With possible injuries, lung injuries or after an illness, air can enter the pleural cavity. If air enters, the pressure in the pleural cavity increases, the layers separate, the injured lung collapses and ceases to function normally. In medicine, this pathological condition caused by the accumulation of air in the pleural cavity is called pneumothorax.

Classification of pneumothorax

The following types of pneumothorax can be distinguished:

  • Origin:
    • traumatic;
    • spontaneous;
    • artificial;
    • catamenial.
  • For distribution:
    • bilateral;
    • one-sided, which is divided into right-handed and left-handed.
  • By volume:
    • total;
    • limited.
  • In relation to the environment:
    • open;
    • closed;
    • valvular or tension pneumothorax.

    The traumatic appearance appears due to a penetrating injury (for example, a gunshot wound) or a closed one (lung contusion). The spontaneous type of the disease is characterized by an unexpected occurrence due to a violation of the integrity of the chest and lung tissues or in various respiratory diseases and congenital anomalies. This type is provoked by a strong cough, laughter or physical exertion. Artificial pneumothorax is created specifically for therapeutic measures, for example, with tuberculosis. This can be a biopsy, when a small piece of the lung is taken for examination or during a puncture, while a hole is made in the pleural cavity to collect pathological contents.
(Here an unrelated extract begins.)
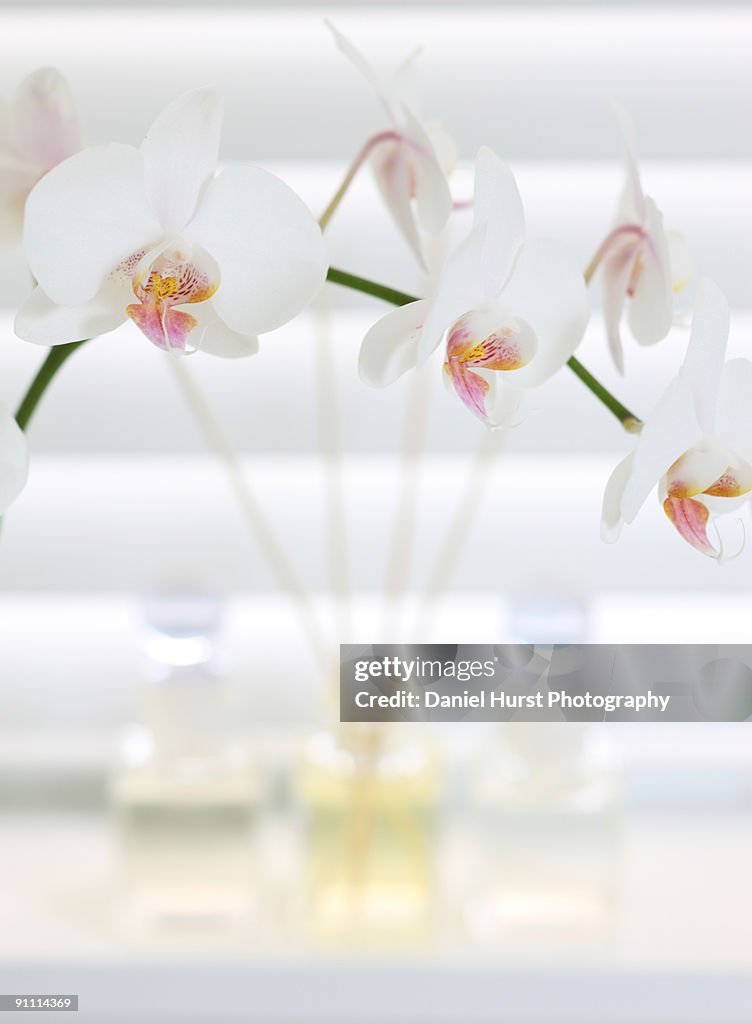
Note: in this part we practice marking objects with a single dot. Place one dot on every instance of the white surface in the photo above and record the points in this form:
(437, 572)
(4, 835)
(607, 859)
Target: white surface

    The rarest type of pneumothorax, the pathogenesis of which is still unclear, is the catamenial or menstrual type. It occurs in women of childbearing age, characterized by constantly recurring attacks of the disease. They coincide with menstruation, but can also occur before or after it. Closed pneumothorax is the mildest form of the disease. It occurs due to a closed injury, in which the integrity of the chest is not violated and the empty pleura does not have contact with the external environment. With this type of disease, a certain amount of air enters the pleural cavity, it does not change when breathing, so most often the closed form of the disease goes away on its own.

    An open pneumothorax appears due to a penetrating injury to the chest, for example, after a gunshot or knife wound. The pleural cavity is in contact with the external environment through a hole that can be viewed visually. Air enters the pleural cavity during inhalation and exits during exhalation. The incoming air increases the pressure in the pleural cavity, so the lung from the damaged side subsides and ceases to participate in the act of breathing. The open bilateral form of the disease is fatal.

    A stressful type of illness is the worst option. In this form, air passes into the pleural cavity during inhalation, but does not exit into the environment during exhalation. Therefore, during the act of breathing in the pleural cavity, the volume of air constantly increases. The lung on the damaged side is compressed and begins to put pressure on the adjacent, healthy one, which leads to squeezing of blood vessels and functional impairment of the lungs.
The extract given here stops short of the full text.